Sanitary sewer overflows (SSOs) are a common problem across the United States. An estimated 23,000-75,000 SSOs occurred annually in 2004 discharging between 11 and 38 billion liters of untreated wastewater to receiving waters. SSOs release many contaminants, including engineered nanomaterials (ENMs), to receiving water bodies. Measuring ENM concentrations in environmental samples remains a key challenge in environmental nanotechnology and requires the distinction between natural and engineered particles. This distinction between natural and engineered particles is often hampered by the similarities in the intrinsic properties of natural and engineered particles such as particle size, composition, density, surface chemistry, and by the limitations of the available nanometrology tools. To overcome these challenges, we applied a multi-method approach to measure the concentrations and properties of TiO engineered particles ( ENMs and pigments) including 1) multi-element single particle-inductively coupled plasma-mass spectrometry (ME-SP-ICP-MS) to identify elemental associations and to determine elemental ratios in natural particles, 2) total elemental concentrations and ratios calculated from total metal concentrations measured following total sample digestion to estimate engineered particle concentrations, and 3) transmission electron microscopy (TEM) to characterize engineered particle size and morphology. ME-SP-ICP-MS analysis revealed that natural TiO particles are often associated with at least one of the following elements Al, Fe, Ce, Si, La, Zr, Nb, Pb, Ba, Th, Ta, W and U, and that elemental ratios of Ti to these elements is typical of riverine particulates and the average crustal ratios, except for Pb likely due to anthropogenic Pb contamination. High TiO engineered particle concentrations up to 100 μg L were found in SSOs-impacted surface waters. TEM analysis demonstrated the presence of regular-shape TiO particles in SSOs-impacted surface waters. This study provides a comprehensive approach for measuring TiO engineered particle concentrations in surface waters. The quantitative data produced in this work can be used as input for modeling studies and pave the road toward routine monitoring of ENMs in environmental systems, validation of ENM fate models, and more accurate ENM exposure and risk assessment.

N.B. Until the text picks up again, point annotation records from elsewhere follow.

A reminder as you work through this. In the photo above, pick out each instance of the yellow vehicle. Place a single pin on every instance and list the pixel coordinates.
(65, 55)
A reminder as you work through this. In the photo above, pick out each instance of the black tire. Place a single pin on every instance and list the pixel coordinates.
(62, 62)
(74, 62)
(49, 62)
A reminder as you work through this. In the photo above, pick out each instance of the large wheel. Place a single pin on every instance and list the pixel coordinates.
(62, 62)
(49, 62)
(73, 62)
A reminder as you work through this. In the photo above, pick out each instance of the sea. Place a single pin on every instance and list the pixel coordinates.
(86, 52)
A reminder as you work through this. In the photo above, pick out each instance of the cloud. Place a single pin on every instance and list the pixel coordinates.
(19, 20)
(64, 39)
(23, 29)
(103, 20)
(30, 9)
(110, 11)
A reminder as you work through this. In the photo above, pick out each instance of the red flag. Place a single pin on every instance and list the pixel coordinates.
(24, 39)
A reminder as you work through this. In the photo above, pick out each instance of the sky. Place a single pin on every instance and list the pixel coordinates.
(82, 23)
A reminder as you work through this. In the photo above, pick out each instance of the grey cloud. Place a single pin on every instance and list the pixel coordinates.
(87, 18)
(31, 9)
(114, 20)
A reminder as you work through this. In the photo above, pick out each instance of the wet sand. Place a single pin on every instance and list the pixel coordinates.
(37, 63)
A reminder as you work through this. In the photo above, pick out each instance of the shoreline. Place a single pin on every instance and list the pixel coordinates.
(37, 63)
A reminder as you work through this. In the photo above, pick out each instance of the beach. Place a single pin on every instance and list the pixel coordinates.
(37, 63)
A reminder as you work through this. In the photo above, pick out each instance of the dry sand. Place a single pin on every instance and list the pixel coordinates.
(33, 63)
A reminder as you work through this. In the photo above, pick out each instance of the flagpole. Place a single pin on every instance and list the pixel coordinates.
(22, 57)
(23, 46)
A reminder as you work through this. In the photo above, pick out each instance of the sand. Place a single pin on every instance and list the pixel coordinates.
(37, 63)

生活污水溢流(SSOs)是美国普遍存在的问题。2004年,估计每年发生23000 - 75000次生活污水溢流,向受纳水体排放110亿至380亿升未经处理的废水。生活污水溢流会向受纳水体释放许多污染物,包括工程纳米材料(ENMs)。测量环境样品中的工程纳米材料浓度仍然是环境纳米技术中的一项关键挑战,并且需要区分天然颗粒和工程颗粒。天然颗粒和工程颗粒在诸如粒径、组成、密度、表面化学等固有特性方面的相似性,以及现有纳米计量工具的局限性,常常阻碍了这种天然颗粒与工程颗粒之间的区分。为了克服这些挑战,我们应用了一种多方法来测量二氧化钛工程颗粒(工程纳米材料和颜料)的浓度和特性,包括:1)多元素单颗粒电感耦合等离子体质谱法(ME-SP-ICP-MS),以识别元素关联并确定天然颗粒中的元素比率;2)根据总样品消解后测得的总金属浓度计算总元素浓度和比率,以估计工程颗粒浓度;3)透射电子显微镜(TEM),以表征工程颗粒的大小和形态。ME-SP-ICP-MS分析表明,天然二氧化钛颗粒通常与以下至少一种元素相关联:铝、铁、铈、硅、镧、锆、铌、铅、钡、钍、钽、钨和铀,并且钛与这些元素的元素比率是典型的河流颗粒物和平均地壳比率,铅可能是由于人为铅污染除外。在受生活污水溢流影响的地表水中发现了高达100μg/L的高浓度二氧化钛工程颗粒。TEM分析表明,在受生活污水溢流影响的地表水中存在形状规则的二氧化钛颗粒。本研究提供了一种测量地表水中二氧化钛工程颗粒浓度的综合方法。这项工作产生的定量数据可作为模型研究的输入,并为环境系统中工程纳米材料的常规监测、工程纳米材料归宿模型的验证以及更准确的工程纳米材料暴露和风险评估铺平道路。